After the 18th Amendment took effect in January 1920, those who campaigned for public restrooms as a way to keep people out of bars had achieved their goal. And they weren’t the only ones to run out of steam. “The 1910s were still part of the Progressive Era, and there was high prestige for what the government could do,” Baldwin says. “But by the 1920s, there was a sense of exhaustion.” 

The often-ornate architectural features of public comfort stations made these facilities costly to build and maintain. Plus, the women who originally campaigned for these spaces had since moved on to a different type of public restroom. Upper- and middle-class white women gradually gained access to hotels, theaters, train stations, and, most notably, department stores. These privately owned establishments offered a far more enticing option — “public” restrooms designed to mimic the design and comforts of home, with lounges full of sofas and vanities for freshening up. 

But out of all the amenities this new class of restrooms provided, few had the appeal of their exclusivity. These weren’t pay toilets, per se, but the expectation was that the people using them had purchased tickets to a play or a railway journey, or beverages while socializing in a hotel, or spent the afternoon shopping in a department store. The latter, Baldwin says, were the most accessible to customers of varying classes. So, in an effort to keep well-heeled patrons of high-end retail establishments content, “bargain basements” opened on lower levels — giving less-affluent women a place both to shop and use the facilities without mingling with wealthier clientele.

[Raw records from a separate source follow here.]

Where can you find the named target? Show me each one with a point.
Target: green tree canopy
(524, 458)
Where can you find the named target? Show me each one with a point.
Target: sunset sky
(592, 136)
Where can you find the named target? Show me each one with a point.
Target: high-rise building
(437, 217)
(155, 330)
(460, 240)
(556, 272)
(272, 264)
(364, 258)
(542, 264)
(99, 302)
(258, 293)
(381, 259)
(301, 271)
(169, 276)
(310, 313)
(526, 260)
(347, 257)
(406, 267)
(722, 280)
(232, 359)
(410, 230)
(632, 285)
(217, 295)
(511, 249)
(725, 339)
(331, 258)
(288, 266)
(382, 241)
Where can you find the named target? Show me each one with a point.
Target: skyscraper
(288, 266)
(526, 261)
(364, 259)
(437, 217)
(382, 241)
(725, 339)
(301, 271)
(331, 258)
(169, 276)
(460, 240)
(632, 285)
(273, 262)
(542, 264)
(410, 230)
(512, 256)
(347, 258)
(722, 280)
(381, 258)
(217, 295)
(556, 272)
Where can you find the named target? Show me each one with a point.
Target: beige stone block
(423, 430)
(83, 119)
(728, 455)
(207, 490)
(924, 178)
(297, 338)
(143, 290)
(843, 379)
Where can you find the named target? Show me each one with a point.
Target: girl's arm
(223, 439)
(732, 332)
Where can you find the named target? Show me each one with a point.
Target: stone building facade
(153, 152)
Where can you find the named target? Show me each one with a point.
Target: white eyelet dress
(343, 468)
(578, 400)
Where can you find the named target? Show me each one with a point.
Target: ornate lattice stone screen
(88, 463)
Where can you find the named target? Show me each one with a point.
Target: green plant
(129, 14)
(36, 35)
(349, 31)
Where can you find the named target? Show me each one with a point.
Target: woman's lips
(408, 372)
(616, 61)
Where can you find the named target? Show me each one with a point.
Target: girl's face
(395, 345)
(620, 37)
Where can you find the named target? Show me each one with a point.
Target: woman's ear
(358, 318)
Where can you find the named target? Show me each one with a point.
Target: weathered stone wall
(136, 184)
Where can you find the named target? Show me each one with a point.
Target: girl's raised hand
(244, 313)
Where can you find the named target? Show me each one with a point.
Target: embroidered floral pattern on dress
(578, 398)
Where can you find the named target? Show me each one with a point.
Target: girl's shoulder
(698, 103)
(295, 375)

This line of thinking — a contributing factor to the decline of public restrooms — involved a shift from believing that the government should be responsible for providing bodily privacy, toward what Baldwin calls a consumer model of privacy. “If the individual wants to purchase privacy, you go right ahead,” he says. “You go to that restaurant, and you buy your coffee so you can use the bathroom. But [providing bodily privacy] is not the responsibility of the taxpayers. And that seemed to be America’s choice.”